If you believe you have been injured by a vaccine, it is imperative that you contact a vaccine lawsuit attorney . There is a three (3) year statute of limitations on vaccine compensation claims.

When a person’s vaccine injury is listed in the vaccine injury table and the injury occurred within the time provided in the table, then causation (the link between the vaccine and the injury) is presumed. A person may still receive compensation when the injury is not listed in the vaccine injury table, but the petitioner must show that their condition was caused by the vaccine (known as the preponderance of the evidence standard).

A vaccine injury lawyer employs several methods to demonstrate causation by a preponderance of the evidence. First, the attorney may show via experts and scientific research that it is medically plausible for the vaccine to have caused the injury. For example, in cases of GBS flu injury, a common scientific theory used by neurologists is molecular mimicry. Second, it is helpful that there is peer-reviewed medical literature supporting an association between the vaccine and alleged disability. The vaccine lawyer may also demonstrate that the petitioner’s injury is medically accepted as a reaction to the vaccine and that the injury took place within a medically accepted window of time after the vaccine to reflect causation.

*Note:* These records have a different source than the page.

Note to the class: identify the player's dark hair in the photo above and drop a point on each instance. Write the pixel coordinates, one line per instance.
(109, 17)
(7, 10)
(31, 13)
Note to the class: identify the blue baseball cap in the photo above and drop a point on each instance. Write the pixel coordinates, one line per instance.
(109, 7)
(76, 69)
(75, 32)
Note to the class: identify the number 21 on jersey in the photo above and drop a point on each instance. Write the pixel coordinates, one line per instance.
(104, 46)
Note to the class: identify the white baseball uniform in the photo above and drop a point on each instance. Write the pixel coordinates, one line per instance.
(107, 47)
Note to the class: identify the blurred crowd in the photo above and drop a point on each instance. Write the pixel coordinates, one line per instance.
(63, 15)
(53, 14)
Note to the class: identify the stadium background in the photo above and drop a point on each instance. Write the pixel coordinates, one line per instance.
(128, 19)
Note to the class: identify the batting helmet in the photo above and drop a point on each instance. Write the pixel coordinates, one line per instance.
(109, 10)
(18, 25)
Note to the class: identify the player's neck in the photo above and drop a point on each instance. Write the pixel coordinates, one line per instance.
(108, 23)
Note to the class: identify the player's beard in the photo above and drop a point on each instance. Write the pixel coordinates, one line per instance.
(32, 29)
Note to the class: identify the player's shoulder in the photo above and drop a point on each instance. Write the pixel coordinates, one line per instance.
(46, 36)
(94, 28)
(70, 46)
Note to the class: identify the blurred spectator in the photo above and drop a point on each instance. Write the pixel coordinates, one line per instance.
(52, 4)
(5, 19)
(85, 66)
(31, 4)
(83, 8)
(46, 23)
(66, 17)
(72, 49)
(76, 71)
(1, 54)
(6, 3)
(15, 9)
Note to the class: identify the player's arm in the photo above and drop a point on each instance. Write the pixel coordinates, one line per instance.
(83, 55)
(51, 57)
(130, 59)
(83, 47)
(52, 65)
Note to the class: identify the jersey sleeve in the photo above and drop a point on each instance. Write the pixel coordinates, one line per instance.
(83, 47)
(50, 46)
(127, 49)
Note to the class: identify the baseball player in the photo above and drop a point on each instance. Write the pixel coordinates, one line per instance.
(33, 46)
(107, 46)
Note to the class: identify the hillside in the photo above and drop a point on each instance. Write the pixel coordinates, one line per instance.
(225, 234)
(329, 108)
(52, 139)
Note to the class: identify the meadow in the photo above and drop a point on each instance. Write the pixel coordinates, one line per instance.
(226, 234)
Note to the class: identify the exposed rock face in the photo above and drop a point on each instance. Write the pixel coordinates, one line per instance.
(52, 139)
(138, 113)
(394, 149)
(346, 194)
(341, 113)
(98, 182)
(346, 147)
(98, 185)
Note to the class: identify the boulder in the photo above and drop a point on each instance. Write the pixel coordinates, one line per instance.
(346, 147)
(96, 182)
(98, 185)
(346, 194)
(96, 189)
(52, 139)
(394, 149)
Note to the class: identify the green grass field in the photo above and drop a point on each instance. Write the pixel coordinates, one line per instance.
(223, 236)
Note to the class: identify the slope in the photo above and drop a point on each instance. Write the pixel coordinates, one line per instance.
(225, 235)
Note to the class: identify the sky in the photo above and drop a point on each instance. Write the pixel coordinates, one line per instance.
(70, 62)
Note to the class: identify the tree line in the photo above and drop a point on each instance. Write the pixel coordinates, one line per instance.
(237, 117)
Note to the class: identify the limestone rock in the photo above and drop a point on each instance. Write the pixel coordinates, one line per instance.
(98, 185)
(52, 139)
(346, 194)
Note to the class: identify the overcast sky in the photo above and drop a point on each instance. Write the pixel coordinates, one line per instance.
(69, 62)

As more Americans take vaccines from injury into well into their senior years, injuries from vaccines will inevitably follow. An ensuing injury of Guillain Barre syndrome from the flu vaccine is one of the most common claims.

The National Vaccine Injury Compensation Program was established to provide compensation to those individuals who have suffered an illness, disability, injury, or even death from a vaccine. The standard by which the Court of Federal Claims determines a link is known as a preponderance of the evidence. Simply put, is it likely that the injury complained of was in fact caused by the vaccine.

To determine causation in a vaccine injury case, the special master (the term given to what is traditionally the judge in most civil matters) makes a finding of causation based on medical records and / or medical opinion. Simple claims of injury by the complainant or petitioner are not enough to warrant compensation. Besides examining medical and scientific evidence, the special master pays heavy attention to diagnoses or conclusions made by medical professionals regarding causation of the petitioner’s conditions. Medical professionals can also comment on residual long-term effects of the vaccine injury.